The Resurrection by Constantinos Parthenis (1878-1967) forms part of a series of works for Athens City Hall, commissioned by the Metaxas government in 1939. Parthenis executed many preliminary drawings for this decorative scheme, as well as plans for their final installation before abandoning the project. The other two related scenes, The Virgin and Child and The Crucifixion are currently in the collection of the National Gallery and Alexandros Sountzos Museum in Athens. Estimated at £300,000-500,000 (€345,000-575,000), the present work is the only example still in private hands. It is a stunning illustration of Parthenis’ use of non-perspectival space, inspired by Byzantine icon painting and other two-dimensional compositional elements derived from ancient Greek vase paintings and folk art. Parthenis offers a unique interpretation of the subject, with radiating lines from the tomb (echoed by the Roman soldiers’ spears) and colours at once joyful and ethereal, imbuing the work with the mysticism typical of his mature work. Without the staff common in traditional depictions, Christ’s arms are free to express majesty and serenity. Parthenis’s work was tremendously significant in the development of twentieth century Greek art. As a prominent member of the Omni Techni group of 1917, he was responsible, along with Constantinos Maleas, for introducing light and colour into Greek painting. With this movement and the influence that Parthenis exerted as Professor at the Athens School of Fine Arts from 1929-1947, the lingering influences of German academicism were finally banished from Athens’ artistic circles, and a new path was laid, paving the way for experimentation in form and colour previously untried in Greek art.

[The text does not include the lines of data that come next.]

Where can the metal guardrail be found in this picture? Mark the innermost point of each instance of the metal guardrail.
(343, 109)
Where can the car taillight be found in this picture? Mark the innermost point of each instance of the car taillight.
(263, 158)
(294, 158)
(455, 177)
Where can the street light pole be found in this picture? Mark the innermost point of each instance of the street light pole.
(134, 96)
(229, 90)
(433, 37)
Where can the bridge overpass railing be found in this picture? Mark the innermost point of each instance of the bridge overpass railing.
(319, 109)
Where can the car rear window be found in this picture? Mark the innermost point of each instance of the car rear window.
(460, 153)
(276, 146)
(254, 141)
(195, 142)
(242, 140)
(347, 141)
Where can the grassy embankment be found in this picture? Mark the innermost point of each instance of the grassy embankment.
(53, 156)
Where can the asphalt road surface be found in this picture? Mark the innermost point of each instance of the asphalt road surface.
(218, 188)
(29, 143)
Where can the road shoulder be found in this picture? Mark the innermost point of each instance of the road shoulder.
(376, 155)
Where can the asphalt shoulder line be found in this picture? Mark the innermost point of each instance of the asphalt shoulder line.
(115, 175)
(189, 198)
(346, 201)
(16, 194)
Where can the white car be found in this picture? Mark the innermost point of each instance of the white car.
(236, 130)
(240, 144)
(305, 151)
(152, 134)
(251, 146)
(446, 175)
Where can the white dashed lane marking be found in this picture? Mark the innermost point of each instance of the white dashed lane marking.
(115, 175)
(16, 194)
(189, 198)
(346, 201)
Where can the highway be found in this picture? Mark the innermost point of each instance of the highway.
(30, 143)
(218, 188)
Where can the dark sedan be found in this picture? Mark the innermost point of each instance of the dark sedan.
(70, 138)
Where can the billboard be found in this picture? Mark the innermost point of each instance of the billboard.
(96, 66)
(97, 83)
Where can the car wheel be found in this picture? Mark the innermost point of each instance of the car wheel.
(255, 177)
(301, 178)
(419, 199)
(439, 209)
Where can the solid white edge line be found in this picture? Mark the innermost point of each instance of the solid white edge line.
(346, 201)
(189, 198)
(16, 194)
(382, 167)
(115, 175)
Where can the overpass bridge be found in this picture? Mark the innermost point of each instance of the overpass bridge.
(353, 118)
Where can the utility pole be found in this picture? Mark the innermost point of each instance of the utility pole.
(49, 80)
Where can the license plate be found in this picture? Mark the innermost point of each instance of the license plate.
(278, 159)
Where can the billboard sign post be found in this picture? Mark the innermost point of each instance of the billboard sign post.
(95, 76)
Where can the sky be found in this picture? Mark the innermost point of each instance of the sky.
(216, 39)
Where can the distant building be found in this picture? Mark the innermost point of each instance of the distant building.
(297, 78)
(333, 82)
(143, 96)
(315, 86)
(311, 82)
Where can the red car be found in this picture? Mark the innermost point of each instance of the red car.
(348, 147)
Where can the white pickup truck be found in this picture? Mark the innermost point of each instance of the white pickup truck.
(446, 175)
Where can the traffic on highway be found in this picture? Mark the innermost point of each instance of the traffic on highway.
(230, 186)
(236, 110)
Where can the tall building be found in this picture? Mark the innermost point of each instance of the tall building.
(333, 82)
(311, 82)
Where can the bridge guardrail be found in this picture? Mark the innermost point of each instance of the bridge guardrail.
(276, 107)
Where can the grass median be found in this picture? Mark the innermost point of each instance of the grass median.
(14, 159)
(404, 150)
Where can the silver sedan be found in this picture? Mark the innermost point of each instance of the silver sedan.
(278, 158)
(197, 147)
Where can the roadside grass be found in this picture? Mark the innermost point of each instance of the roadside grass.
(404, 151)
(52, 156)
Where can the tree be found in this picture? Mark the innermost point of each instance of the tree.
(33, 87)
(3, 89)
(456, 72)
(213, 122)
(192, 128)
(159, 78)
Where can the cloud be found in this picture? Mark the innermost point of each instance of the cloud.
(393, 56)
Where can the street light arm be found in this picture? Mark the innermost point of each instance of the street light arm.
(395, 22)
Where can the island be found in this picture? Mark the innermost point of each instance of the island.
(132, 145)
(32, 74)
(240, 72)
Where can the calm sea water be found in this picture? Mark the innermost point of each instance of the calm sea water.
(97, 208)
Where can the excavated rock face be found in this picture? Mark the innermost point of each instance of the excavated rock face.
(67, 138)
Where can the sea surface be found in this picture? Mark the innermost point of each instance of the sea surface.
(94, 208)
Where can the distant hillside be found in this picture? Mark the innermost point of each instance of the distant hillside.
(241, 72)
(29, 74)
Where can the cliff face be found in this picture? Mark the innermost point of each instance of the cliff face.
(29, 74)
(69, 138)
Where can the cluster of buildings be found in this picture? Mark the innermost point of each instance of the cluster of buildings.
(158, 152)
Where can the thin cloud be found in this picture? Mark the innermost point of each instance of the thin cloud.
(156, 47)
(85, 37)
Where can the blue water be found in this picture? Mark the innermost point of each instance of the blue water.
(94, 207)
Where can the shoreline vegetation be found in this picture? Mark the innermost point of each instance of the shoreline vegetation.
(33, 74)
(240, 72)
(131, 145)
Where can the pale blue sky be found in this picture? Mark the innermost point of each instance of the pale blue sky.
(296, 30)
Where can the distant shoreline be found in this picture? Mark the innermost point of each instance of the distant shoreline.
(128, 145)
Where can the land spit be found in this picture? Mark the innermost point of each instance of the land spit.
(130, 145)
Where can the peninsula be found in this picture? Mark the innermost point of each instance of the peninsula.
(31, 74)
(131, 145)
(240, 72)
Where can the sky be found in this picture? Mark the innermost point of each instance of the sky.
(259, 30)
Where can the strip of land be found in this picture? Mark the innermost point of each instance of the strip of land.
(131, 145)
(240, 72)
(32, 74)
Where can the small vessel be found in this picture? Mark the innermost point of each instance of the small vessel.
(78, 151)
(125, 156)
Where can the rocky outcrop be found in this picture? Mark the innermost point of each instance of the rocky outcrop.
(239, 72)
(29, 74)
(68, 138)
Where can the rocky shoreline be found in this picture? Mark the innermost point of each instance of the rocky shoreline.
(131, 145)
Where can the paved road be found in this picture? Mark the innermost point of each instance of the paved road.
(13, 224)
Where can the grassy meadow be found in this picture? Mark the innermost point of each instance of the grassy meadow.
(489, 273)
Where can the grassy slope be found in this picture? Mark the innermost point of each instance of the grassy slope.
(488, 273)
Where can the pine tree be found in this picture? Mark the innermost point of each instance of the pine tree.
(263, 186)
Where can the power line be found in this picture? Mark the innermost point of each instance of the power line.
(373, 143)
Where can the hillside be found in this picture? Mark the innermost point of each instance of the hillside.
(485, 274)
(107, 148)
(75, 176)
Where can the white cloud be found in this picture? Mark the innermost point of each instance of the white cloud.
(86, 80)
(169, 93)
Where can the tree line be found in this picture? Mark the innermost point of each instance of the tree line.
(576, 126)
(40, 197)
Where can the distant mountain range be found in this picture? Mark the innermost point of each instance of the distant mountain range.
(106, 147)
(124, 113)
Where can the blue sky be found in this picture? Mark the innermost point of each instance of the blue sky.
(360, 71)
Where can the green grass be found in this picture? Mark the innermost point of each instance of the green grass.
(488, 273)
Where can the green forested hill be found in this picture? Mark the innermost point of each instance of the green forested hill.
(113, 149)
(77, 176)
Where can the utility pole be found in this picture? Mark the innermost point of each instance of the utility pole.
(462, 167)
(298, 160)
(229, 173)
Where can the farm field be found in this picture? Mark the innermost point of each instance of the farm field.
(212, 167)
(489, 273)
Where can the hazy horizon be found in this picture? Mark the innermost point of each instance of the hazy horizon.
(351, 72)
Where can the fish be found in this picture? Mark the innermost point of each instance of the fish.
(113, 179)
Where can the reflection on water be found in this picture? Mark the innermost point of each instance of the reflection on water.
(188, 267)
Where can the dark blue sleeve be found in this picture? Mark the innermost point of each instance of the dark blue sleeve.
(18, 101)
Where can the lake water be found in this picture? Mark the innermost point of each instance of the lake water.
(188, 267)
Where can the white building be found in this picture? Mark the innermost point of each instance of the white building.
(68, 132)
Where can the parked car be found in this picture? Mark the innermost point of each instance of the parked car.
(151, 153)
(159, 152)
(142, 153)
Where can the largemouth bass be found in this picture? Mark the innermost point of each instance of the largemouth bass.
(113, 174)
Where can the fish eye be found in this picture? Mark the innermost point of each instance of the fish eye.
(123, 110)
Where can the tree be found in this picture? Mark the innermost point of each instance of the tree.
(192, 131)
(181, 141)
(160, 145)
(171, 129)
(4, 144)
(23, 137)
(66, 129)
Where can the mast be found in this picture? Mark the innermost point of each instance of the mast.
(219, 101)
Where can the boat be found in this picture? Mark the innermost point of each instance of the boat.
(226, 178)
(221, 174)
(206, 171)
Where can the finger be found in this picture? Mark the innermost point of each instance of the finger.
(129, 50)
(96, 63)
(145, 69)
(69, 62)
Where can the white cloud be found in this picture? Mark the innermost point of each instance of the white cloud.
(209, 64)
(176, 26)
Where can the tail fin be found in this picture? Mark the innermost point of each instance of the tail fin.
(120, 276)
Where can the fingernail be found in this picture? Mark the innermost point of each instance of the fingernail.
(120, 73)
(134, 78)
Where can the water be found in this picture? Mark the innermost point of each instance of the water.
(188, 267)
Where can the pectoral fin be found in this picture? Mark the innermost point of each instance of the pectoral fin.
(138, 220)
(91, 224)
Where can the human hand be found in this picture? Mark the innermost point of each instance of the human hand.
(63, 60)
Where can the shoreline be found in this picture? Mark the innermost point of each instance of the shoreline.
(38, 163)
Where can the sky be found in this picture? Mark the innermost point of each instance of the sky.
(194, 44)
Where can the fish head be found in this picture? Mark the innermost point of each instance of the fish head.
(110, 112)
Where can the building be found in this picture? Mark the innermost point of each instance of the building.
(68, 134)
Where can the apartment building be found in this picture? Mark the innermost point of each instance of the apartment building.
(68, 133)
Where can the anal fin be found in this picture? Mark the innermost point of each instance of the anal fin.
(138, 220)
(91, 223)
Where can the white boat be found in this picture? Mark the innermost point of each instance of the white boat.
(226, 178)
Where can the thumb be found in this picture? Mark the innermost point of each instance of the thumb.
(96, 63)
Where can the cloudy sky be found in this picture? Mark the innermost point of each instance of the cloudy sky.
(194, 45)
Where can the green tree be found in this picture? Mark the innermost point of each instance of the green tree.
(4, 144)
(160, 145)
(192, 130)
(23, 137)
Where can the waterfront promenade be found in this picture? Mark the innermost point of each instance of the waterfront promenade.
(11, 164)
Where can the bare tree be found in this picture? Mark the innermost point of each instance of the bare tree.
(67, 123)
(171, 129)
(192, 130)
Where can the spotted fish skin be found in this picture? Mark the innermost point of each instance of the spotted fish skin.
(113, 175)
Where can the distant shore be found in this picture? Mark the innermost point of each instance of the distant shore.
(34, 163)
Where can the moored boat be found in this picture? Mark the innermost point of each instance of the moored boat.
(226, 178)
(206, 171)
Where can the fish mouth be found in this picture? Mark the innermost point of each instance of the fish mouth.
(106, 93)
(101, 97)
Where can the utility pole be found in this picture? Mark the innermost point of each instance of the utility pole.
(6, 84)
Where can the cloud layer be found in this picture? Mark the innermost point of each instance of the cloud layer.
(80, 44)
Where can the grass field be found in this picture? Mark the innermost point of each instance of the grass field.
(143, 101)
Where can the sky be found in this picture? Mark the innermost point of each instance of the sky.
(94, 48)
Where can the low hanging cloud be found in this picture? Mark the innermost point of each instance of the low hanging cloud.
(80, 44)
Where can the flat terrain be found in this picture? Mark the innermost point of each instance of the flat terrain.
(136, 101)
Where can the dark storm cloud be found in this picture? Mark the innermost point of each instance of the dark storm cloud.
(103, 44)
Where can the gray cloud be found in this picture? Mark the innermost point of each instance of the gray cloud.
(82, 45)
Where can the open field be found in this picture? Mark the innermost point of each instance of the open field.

Following the record price achieved at Sotheby’s Greek Sale in London in November 2010 for a Soldier Dancing Zeimbekiko by Yiannis Tsarouchis (1910-89), the Spring sale will be lead by another masterpiece of the same title by the artist, estimated at £300,000-500,000 (€345,000-575,000). Scenes of sailors and soldiers make up a characteristic part of Tsarouchis’ work. In this full-length, life-size portrait, Tsarouchis has depicted a single soldier dancing on a typically Greek tiled floor. His rugged, masculine face with square jawline, and broad shoulders form a contrast with his swaying, unsteady movement. Tsarouchis’ initial training was at the School of Fine Arts in Athens under Georgios Jakobides and Constantinos Parthenis while also working in the studio of Fotis Kontoglou, a religious painter who exposed him to Byzantine art. In 1935 Tsarouchis left Athens for Paris where he studied the work of the Renaissance masters and French Impressionists. Immersing himself in Parisian art circles, he befriended painters such as Matisse, Laurens and Giacometti. By 1936 Tsarouchis had returned to his beloved Athens, organising his first solo exhibition. Widely acclaimed as a painter of the Greek people, his work attempted a reconciliation of Western and Eastern pictorial traditions. He travelled extensively in Greece, Turkey, Asia Minor and France, where he studied Byzantine music, painting and textiles. One of the most important representatives of the Thirties Generation, Tsarouchis embodied in his work the ideal of `Greek’, exemplified to perfection in Soldier Dancing Zeimbekiko.
Painted in 1988, Erotic by Yiannis Moralis (1916-2009) is a monumental, harmonious and deeply poetic work that shows the artist at the height of his powers. Estimated at £200,000-300,000 (€230,000-345,000), the composition is redolent of a lovers’ embrace, despite the geometric abstraction of the figures. The tension between suggestion and abstraction is a central motif of Moralis’ mature work, and a continuous thread weaving through Moralis’ oeuvre is his preoccupation with the human form, most notably the female form. In the present work, the artist has accentuated outlines and produced an effect of flatness. The origins of Moralis’ abstract works, of which Erotic is a fine example, lie in the portraits he painted during the German occupation (1941-44), which were characterised by a restricted palette, the play of light and shadow, and a flattening of form and space. His preoccupation with compositional structure and colour relationships is paramount in Erotic, which has both a delicate formal balance between its light and dark forms and an overall chromatic harmony.